In the 20th century El Salvador was roiled by political turmoil under a brutal dictatorship of the Salvadoran Armed Forces, which ruled the country for almost 48 years from December 2, 1931 until October 15, 1979 when a coup d’état took place, during which junior officers of the Armed Forces of El Salvador’s Military Youth Movement bloodlessly overthrew General Carlos Humberto Romero, the president of El Salvador. The coup leaders established the Revolutionary Government Junta that ruled El Salvador until 1982.
As recently as the summer 2020, the U.S. State Department El Salvador listed El Salvador as a level 4 “do not travel”.
President Nayib Bukele took office in 2019 and was at the helm of a radical transformation. He led one of the most aggressive anti-gang efforts ever seen, suspended key constitutional rights, reshaped the prosecutorial independence, and consolidated unprecedented political power in the process. Although some of these might be seen as somewhat anti-democratic, it was obviously the answer to such rampant crime and violence, and probably the only answer.
Fast forward to 2025, El Salvador has gone from the murder capital of the world to having one of the lowest homicide rates in the Western Hemisphere.
The U.S. State Department has updated its travel advisory to level 1 travel (exercise normal caution), listing it as one of the safest travel destinations on earth.
Commercial development has been spurred by the newfound security of the country. In 2025 El Salvador appointed Liberty Networks to design, build, deploy, and manage its inaugural undersea cable system.

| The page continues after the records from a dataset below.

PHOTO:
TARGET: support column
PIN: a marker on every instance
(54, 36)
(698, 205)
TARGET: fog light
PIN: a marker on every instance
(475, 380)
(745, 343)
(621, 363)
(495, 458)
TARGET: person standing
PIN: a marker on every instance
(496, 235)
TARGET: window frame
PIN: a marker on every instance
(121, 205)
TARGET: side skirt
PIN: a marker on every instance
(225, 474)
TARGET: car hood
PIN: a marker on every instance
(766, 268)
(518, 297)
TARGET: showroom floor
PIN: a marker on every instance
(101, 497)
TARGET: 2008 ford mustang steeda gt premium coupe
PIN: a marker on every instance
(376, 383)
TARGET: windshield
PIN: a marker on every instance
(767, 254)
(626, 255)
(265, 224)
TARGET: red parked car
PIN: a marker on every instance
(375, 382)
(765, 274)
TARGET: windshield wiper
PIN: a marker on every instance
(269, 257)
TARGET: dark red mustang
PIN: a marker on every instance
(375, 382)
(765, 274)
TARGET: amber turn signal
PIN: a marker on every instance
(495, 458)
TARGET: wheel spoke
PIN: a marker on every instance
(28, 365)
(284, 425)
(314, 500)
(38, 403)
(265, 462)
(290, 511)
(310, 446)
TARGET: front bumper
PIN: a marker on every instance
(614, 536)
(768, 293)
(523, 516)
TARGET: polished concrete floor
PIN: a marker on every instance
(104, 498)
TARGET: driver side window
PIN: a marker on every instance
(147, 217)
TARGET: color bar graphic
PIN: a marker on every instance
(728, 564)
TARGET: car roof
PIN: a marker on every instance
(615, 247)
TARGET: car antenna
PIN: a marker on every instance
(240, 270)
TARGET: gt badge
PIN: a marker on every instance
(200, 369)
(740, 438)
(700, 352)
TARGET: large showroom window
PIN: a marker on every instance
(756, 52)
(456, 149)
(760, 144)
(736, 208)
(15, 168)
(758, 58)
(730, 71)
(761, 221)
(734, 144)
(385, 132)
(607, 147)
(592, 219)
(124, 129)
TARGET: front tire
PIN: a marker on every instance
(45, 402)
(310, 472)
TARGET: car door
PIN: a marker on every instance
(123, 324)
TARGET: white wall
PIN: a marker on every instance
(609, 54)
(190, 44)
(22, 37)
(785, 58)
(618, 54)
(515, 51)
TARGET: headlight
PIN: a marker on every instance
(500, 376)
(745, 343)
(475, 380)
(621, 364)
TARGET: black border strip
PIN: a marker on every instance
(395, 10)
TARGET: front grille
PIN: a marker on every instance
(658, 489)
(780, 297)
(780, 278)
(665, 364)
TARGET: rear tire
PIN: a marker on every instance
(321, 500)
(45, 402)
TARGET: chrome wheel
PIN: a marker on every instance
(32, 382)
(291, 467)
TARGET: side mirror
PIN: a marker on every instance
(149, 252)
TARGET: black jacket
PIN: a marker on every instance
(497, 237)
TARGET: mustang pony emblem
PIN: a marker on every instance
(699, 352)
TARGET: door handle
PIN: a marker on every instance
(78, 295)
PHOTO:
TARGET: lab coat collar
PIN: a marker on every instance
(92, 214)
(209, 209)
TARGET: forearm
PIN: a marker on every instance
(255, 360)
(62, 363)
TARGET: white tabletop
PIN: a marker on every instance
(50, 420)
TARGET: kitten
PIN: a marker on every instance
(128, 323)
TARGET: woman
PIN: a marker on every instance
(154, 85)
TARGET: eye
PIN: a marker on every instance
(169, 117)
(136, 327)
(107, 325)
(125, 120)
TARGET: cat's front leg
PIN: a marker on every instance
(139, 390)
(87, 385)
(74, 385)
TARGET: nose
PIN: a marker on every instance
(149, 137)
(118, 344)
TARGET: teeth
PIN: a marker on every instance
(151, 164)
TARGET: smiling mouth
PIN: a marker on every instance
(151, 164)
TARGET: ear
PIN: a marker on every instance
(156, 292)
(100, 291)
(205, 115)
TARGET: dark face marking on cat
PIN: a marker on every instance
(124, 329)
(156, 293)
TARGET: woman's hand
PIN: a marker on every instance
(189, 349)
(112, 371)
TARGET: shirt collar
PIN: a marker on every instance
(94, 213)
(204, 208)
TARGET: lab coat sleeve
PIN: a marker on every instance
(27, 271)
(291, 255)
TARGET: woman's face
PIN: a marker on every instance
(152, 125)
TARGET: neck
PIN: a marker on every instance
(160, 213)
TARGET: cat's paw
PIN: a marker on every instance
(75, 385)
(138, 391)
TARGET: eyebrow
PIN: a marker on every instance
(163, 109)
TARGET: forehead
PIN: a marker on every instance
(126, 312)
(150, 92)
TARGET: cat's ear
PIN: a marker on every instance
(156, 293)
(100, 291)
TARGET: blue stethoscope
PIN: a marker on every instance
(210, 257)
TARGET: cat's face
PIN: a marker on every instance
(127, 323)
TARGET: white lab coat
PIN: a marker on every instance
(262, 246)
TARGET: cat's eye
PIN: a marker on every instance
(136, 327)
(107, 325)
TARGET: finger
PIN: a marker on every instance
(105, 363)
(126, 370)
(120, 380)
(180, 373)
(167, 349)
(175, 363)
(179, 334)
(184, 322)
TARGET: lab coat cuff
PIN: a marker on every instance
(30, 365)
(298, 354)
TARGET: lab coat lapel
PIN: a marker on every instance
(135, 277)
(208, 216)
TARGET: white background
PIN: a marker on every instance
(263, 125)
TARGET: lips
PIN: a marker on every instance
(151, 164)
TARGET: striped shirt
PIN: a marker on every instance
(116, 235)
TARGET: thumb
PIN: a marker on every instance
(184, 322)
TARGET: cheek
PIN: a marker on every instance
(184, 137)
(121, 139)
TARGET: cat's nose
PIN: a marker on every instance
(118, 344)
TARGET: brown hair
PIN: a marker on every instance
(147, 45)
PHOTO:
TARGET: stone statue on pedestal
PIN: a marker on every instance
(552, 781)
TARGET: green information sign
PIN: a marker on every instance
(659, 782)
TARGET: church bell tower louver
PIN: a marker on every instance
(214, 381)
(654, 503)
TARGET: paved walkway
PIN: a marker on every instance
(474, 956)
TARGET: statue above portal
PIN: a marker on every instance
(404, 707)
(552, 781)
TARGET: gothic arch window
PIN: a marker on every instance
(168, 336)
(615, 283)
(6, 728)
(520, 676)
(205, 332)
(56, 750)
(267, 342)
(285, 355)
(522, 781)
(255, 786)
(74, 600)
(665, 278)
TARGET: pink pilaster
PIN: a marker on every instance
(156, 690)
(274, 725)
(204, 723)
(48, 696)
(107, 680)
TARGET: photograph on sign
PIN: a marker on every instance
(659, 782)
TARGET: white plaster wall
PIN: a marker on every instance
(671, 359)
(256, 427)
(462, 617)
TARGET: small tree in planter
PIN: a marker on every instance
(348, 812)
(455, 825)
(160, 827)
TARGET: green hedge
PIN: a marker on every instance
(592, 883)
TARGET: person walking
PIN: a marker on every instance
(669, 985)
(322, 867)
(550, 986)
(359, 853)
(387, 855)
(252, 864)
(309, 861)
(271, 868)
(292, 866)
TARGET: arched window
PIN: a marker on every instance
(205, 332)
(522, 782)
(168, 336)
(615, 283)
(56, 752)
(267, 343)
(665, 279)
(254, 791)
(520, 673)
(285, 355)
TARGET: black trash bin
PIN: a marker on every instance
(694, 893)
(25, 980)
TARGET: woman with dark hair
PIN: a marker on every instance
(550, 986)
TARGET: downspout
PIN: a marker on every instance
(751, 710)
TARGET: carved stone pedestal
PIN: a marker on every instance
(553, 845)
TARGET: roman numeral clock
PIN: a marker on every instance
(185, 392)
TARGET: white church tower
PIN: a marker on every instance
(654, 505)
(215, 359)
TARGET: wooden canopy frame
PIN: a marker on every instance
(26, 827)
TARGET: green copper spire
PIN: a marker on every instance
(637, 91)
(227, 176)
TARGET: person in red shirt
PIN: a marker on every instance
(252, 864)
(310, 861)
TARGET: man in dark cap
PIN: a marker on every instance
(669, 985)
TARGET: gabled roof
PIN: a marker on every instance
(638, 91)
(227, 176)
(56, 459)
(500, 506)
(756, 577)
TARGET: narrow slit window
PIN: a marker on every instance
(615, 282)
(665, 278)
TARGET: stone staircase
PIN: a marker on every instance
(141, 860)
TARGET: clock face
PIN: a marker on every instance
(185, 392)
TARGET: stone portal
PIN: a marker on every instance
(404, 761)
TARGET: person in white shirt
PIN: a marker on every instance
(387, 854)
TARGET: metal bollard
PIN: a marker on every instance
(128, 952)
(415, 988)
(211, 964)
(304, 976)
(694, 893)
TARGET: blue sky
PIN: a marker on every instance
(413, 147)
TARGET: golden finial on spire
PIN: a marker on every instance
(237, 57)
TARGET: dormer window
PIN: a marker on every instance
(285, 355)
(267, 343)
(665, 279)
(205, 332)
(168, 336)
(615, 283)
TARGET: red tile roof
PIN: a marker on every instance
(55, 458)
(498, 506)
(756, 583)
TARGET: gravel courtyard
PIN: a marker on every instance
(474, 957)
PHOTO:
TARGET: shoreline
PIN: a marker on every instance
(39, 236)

The project will see the deployment of an 1100-mile (1,800-kilometer) undersea cable which will connect El Salvador to major international hubs. Exact details have not been released, but we expect landing stations near La Unión and potentially other coastal areas, feeding data to the capital, San Salvador, and other tech hubs.
Catholic places of interest in El Salvador:
Juayúa: Church of Santa Lucia (El negro Senor, the black crucifix)
San Salvador: Cathedral of the Holy Savior (tomb of St. Oscar Romero)
Traveling to El Salvador:
By air: Most visitors to El Salvador arrive by air. There is only one airport in El Salvador with scheduled flights, which is San Salvador (SAL) / Comalapa International Airport (El Salvador). Many airlines serve El Salvador, including Aeromexico, Air Canada, American, Avianca, Delta, and United.
By ship:Acajutla Cruise is the Pacific coast port.
The official currency of El Salvador is the U.S. dollar. U.S. citizens need a U.S. passport and either a Salvadoran visa or a one-entry tourist card.